Yesterday was four years to the day that I’ve been here. At a party this weekend someone asked, “what was the most difficult adjustment?” Without missing a beat I answered, “the restaurants!”

iHop buying Applebee’s reminds me that, believe it or not, this is what passes for haute cuisine in our town:

The most accurate way to describe the food at Applebee’s Neighborhood Bar & Grill is “well-slathered.” Nearly every dish comes drenched in sauce, usually either a deep-red ketchup derivative or a ranch dressing variant. Applebee’s trademark Riblets, for example, are bathed in enough tangy BBQ sauce to make a diner forget that he’s chowing on extraneous pig parts.

Applebee’s cuisine is considered so-so even by chain-restaurant standards. In the latest customer survey by the trade magazine Restaurants and Institutions, Applebee’s food scored below that of Chili’s, O’Charley’s, and the Cheesecake Factory, though it did top the deep-fried grub at T.G.I. Friday’s, Bennigan’s, and Hooters. But despite its middling food, Applebee’s is by far the largest casual-dining chain in the United States, with annual sales of around $3.6 billion-over $1 billion more than Chili’s, its closest competitor.

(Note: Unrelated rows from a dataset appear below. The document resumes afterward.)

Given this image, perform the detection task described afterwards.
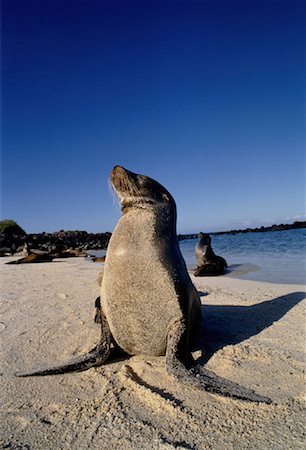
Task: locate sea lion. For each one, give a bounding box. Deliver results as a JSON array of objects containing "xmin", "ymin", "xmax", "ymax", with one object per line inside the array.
[
  {"xmin": 5, "ymin": 253, "xmax": 53, "ymax": 264},
  {"xmin": 194, "ymin": 233, "xmax": 227, "ymax": 277},
  {"xmin": 16, "ymin": 166, "xmax": 270, "ymax": 403},
  {"xmin": 91, "ymin": 255, "xmax": 106, "ymax": 262}
]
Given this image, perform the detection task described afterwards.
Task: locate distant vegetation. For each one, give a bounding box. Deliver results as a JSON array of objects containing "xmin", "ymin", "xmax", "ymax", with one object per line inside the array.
[{"xmin": 0, "ymin": 220, "xmax": 27, "ymax": 236}]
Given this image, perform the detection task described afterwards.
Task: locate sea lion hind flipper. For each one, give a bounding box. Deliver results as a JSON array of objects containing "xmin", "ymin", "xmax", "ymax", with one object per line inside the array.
[
  {"xmin": 14, "ymin": 310, "xmax": 113, "ymax": 377},
  {"xmin": 166, "ymin": 321, "xmax": 271, "ymax": 404},
  {"xmin": 14, "ymin": 344, "xmax": 110, "ymax": 377}
]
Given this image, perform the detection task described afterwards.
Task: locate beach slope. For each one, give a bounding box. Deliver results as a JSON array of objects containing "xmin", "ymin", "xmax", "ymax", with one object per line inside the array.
[{"xmin": 0, "ymin": 258, "xmax": 305, "ymax": 450}]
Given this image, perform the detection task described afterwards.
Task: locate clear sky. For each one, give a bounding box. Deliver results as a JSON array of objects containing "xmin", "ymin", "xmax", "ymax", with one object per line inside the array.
[{"xmin": 1, "ymin": 0, "xmax": 306, "ymax": 233}]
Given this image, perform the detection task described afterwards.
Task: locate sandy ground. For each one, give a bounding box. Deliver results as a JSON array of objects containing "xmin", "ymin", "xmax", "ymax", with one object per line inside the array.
[{"xmin": 0, "ymin": 258, "xmax": 305, "ymax": 450}]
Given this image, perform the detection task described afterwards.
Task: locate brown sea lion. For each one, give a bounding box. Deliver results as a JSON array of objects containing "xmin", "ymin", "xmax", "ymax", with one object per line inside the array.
[
  {"xmin": 5, "ymin": 253, "xmax": 53, "ymax": 264},
  {"xmin": 194, "ymin": 233, "xmax": 227, "ymax": 277},
  {"xmin": 16, "ymin": 166, "xmax": 270, "ymax": 403}
]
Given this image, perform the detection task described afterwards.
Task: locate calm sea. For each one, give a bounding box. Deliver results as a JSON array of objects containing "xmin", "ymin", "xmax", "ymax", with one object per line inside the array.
[
  {"xmin": 90, "ymin": 228, "xmax": 306, "ymax": 284},
  {"xmin": 180, "ymin": 228, "xmax": 306, "ymax": 284}
]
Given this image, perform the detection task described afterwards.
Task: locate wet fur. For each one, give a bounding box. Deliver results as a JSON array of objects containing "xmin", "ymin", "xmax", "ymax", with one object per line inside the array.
[{"xmin": 16, "ymin": 166, "xmax": 270, "ymax": 403}]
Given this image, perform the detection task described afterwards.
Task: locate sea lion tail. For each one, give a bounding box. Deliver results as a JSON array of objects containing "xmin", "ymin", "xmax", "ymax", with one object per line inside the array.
[
  {"xmin": 189, "ymin": 367, "xmax": 272, "ymax": 404},
  {"xmin": 166, "ymin": 321, "xmax": 272, "ymax": 404},
  {"xmin": 14, "ymin": 343, "xmax": 110, "ymax": 377},
  {"xmin": 167, "ymin": 363, "xmax": 272, "ymax": 404}
]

Started in Atlanta by 2 brothers in 1980, and spread by targeting “underserved areas-primarily exurban and rural strip malls” (yeah, that’s us) iHop is paying $1.9 billion in cash. No word on whether or not Aplebee’s met this 2005 goal:

America’s appetite for cheap, filling sit-down meals surprised even Applebee’s. Franchises have opened at a rate of more than 100 per year, and...the latest projection is for Applebee’s to top out at 3,000 restaurants, about 1,300 more than it has today.